The day we left, when we were driving away, we watched an electrical fire block off the road. I barely remember shoving everything into your car and driving to the coast. It’s all a haze of dozens of empty white claw cans and a grossness in my own skin when I let the wrong people touch it. I think it burnt to a crisp, so I can never go back to that town again.
It’s a year I never thought I’d see and I’ve seen so much I wish I hadn’t. Sometimes I wish I never kissed you at all and we left everything even more unsaid, wondering if you noticed me flinch or blush or something I couldn’t see when you ran your hands through my hair. A pink and blue raccoon tail I half-assed together in that wood-trimmed room that always felt more like yours than it did mine.
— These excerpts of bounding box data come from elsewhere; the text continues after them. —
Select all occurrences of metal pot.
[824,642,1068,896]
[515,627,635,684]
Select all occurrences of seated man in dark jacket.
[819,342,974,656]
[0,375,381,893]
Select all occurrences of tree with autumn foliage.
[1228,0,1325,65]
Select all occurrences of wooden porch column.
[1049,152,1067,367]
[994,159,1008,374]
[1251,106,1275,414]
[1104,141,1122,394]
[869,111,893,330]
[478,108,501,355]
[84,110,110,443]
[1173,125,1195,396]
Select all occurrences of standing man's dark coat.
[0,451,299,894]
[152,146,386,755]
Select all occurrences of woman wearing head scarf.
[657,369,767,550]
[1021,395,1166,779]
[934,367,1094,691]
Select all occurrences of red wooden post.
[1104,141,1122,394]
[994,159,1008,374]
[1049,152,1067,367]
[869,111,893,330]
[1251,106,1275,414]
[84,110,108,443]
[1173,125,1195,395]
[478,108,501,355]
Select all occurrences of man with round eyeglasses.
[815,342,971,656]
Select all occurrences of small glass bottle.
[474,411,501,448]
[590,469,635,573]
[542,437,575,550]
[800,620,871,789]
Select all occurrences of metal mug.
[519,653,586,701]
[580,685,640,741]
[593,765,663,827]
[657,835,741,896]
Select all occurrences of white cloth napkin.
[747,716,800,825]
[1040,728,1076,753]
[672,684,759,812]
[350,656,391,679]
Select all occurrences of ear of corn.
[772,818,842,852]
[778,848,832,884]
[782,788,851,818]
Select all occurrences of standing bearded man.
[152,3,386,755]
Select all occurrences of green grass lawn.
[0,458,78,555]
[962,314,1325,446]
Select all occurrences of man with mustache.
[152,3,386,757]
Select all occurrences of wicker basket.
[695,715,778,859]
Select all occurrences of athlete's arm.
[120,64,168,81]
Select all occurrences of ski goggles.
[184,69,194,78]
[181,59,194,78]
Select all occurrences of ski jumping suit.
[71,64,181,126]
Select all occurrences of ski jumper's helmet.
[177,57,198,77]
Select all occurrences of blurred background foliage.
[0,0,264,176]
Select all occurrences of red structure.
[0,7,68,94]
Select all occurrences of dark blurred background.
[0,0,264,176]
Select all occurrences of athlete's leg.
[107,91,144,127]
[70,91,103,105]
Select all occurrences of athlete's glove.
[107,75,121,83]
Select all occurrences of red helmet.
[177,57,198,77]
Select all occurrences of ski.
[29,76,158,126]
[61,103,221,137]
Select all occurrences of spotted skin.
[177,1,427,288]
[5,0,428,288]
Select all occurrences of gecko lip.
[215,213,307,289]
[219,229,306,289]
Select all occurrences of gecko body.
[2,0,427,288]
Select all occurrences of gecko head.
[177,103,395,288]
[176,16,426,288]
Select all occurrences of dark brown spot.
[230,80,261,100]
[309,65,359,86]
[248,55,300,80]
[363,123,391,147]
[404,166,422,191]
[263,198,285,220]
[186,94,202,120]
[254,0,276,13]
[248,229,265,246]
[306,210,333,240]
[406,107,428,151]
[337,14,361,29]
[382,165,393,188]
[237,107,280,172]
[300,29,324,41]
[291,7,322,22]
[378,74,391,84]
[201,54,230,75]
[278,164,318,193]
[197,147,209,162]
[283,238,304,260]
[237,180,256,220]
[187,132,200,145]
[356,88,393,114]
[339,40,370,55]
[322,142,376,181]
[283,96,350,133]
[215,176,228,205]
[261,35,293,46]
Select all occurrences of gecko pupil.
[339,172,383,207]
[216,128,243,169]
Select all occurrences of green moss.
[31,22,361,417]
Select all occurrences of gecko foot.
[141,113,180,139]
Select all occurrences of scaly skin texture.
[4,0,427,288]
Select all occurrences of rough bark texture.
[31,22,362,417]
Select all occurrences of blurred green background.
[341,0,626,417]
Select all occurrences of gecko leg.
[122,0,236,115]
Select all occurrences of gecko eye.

I still wish one of those nights you would have just burnt it all down and we could have left life like that, in the paranoid, lingering smell of weed the next morning, forever.
There’s always been a me and you. Chasing after you in a memory, an ambient scent of someone I don’t remember anymore. Against all odds I’ve learned what love is (it feels like her and the soft fur of two cats,) but I still don’t know what the hell to do with you. I think you feel something like early dawns alone after restless nights: waves of my body buffering and my heart washing out into always being on the verge of tears but never quite there. Waiting for an energy fluctuation between hope and despair.
It reminds me of you, holding me on the edge of an orgasm. I wish I didn’t feel so bad about wanting you to hold me. Thinking only thoughts of you taking over me. I can stay here for hours and hours like I stay in your bed. We never shared the twin bed once it was time to fall asleep, until that last time and never again. I bet I’m still convinced if I rot here long enough you’ll come and walk me over to eat an afternoon first meal of the day. But instead of asking for anything, I’ll put some more distance between us during a walk in the woods.